Published in Cancer Detection and Prevention 1998; 22(1):43-50.

Immunohistochemical Detection of p53 Protein in Transitional Cell Carcinoma of the Bladder in Correlation to DNA Ploidy and Pathohistological Stage and Grade

Hussain AI-Abadi MD, Reinhard Nagel MD, Peter Neuhaus MD

Department of Urologic Surgery, Clinical Cytology, and DNA Cytometry, Rudolf Virchow Medical Center, Humboldt University of Berlin, Berlin, Germany

Address all correspondence and reprint requests to: Hassain Al-Abadi, M.D., Virchow-Klinikum, Medizinishe Fakultat der Humboldt-Universitat Zu Berlin, Chirurgische Klinik and Poliklinik, Augustenburger Platz 1, 13353 Berlin, Germany. Dedicated in honor of Prof. Dr. Med. Reinhard Nagel

ABSTRACT: Mutations of p53 gene have been found in a variety of human malignancies; however, the impact of immunohistological detection of p53 expression in the development and progression of TCC of the bladder is still uncertain. In the present study, we investigated the p53 oncoprotein expression and compared the findings to DNA ploidy and pathohistological stage and grade. The study included 147 patients with transitional cell carcinoma of the bladder investigated between February 1981 and September 1994. The average age of the 55 women and 92 men was 67 years (range: 20-71 years). A total of 76 patients (52%) had stage pTa to pT1, 35 (24%) stage pT2, 25(17%) stage pT3, and 11(7%) stage pT4 disease.
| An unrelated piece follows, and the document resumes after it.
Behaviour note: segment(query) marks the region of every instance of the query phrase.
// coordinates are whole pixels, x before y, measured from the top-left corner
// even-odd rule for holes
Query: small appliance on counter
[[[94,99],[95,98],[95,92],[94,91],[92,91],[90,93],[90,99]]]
Frozen sections of tumor biopsies obtained by transurethral resection were immunohistochemically stained using the monoclonal antibody clone D0-7 (DAKO), which recognized two different epitopes for mutant and wild-type p53 protein. Tumors expressing p53 in more than 10% of the tumor nuclei were regarded as positive. The DNA ploidy was determined by image analysis. Immunohistochemical detection of p53 expression was found in 84 (57%) of the 147 tumors examined. Positive p53 staining was seen in grade I tumors in 10 to 25%, in grade II tumors 25 to 75%, and in grade III up to 58% of the tumor nuclei. There was a positive correlation between p53 expression and pathological stage (28% in pTa, 73% in pTl-2, and 68% in pT3-4 tumors). There was no appreciable relationship between DNA Ploidy and p53. Although carcinomas with p53 expression had a slight tendency to be more prevalent among higher disease stages and poorly differentiated transitional cell carcinoma, immunohistochemical detection of p53 is not a valuable tool for predicting the outcome of patients with TCC or for identifying subgroups of patients that may be at a higher risk for tumor progression.